Ok á síðu sverði beitti
mér öflugr fyr mjöðm ofan,
en í aðra atgeir lagði
köldum broddi, svá at á kafi yddi;
þau sér merki á mér gróin.
Ok öflugr beitti sverði á síðu mér fyr ofan mjöðm, en lagði atgeir í aðra köldum broddi, svá at yddi á kafi; sér þau merki gróin á mér.
And the powerful one thrust his sword into my side above one hip and plunged his halberd into the other with its cold point, so that it penetrated right through [me]; those scars are visible healed on me.

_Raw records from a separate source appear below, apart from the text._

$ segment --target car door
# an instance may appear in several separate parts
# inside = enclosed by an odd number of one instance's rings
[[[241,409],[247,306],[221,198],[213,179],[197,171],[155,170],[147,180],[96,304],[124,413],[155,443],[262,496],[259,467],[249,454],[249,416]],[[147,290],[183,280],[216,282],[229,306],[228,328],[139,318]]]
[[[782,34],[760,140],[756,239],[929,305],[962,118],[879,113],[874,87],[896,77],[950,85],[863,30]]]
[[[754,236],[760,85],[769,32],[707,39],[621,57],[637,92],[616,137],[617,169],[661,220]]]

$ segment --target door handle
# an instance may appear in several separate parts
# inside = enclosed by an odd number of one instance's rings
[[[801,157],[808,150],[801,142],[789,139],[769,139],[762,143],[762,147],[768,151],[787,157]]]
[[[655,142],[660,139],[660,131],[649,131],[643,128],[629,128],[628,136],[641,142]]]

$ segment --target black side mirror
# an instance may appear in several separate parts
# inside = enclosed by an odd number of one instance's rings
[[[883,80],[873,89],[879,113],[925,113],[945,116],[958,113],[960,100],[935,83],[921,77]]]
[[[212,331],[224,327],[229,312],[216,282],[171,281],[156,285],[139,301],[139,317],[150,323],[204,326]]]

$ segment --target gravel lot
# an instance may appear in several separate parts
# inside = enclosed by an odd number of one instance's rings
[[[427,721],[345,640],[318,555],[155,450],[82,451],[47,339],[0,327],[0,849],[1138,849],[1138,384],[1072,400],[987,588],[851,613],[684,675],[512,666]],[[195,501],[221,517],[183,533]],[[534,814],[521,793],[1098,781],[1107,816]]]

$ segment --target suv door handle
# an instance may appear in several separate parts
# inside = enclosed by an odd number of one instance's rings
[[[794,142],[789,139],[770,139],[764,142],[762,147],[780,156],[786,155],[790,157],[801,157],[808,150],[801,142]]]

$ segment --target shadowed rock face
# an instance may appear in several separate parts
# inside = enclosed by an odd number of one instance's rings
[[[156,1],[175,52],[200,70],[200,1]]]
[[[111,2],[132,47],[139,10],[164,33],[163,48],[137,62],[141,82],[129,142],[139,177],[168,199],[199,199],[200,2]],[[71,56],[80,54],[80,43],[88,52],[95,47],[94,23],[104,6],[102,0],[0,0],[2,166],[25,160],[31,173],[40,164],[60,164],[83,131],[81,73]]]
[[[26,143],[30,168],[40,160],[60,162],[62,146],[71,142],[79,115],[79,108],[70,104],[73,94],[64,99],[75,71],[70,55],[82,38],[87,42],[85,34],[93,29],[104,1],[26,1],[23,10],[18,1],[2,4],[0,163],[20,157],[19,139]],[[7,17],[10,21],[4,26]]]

Mss: 590b-cˣ(4v), 152(199ra) (Gautr)
Readings: [8] at: om. 152; yddi: stóð 152 [9] sér: so 152, sér þú 590b‑cˣ
Editions: Skj AII, 326-7, Skj BII, 346, Skald II, 186-7; FSN 3, 24, Gautr 1900, 21, FSGJ 4, 20-1; Edd. Min. 40.
Context: As for Gautr 21.
Notes: [All]: A stanza of ten lines rather than the standard eight. Edd. Min. and Skj B place the last two lines in parentheses. — [3]: This line is in kviðuháttr. — [3] öflugr ‘the powerful one’: The reading of both mss. Skj B and Skald emend to öflugri ‘more powerful’, doubtless to produce a more regular line, and construe it with mér ‘more powerful than me’. — [8] yddi á kafi ‘it penetrated right through [me]’: The idiom ydda á kafi means that a weapon goes right through its victim and comes out the other side. Yddi is the lectio difficilior beside 152’s stóð ‘stood, was’. — [9] sér ‘are visible’: Understood as the 3rd pers. sg. of the pres. indic. of sjá ‘see’ used impersonally. It is also possible (and the scribe of 590b-cˣ must have thought so) that sér is 2nd pers. sg. pres. indic. ‘you see’.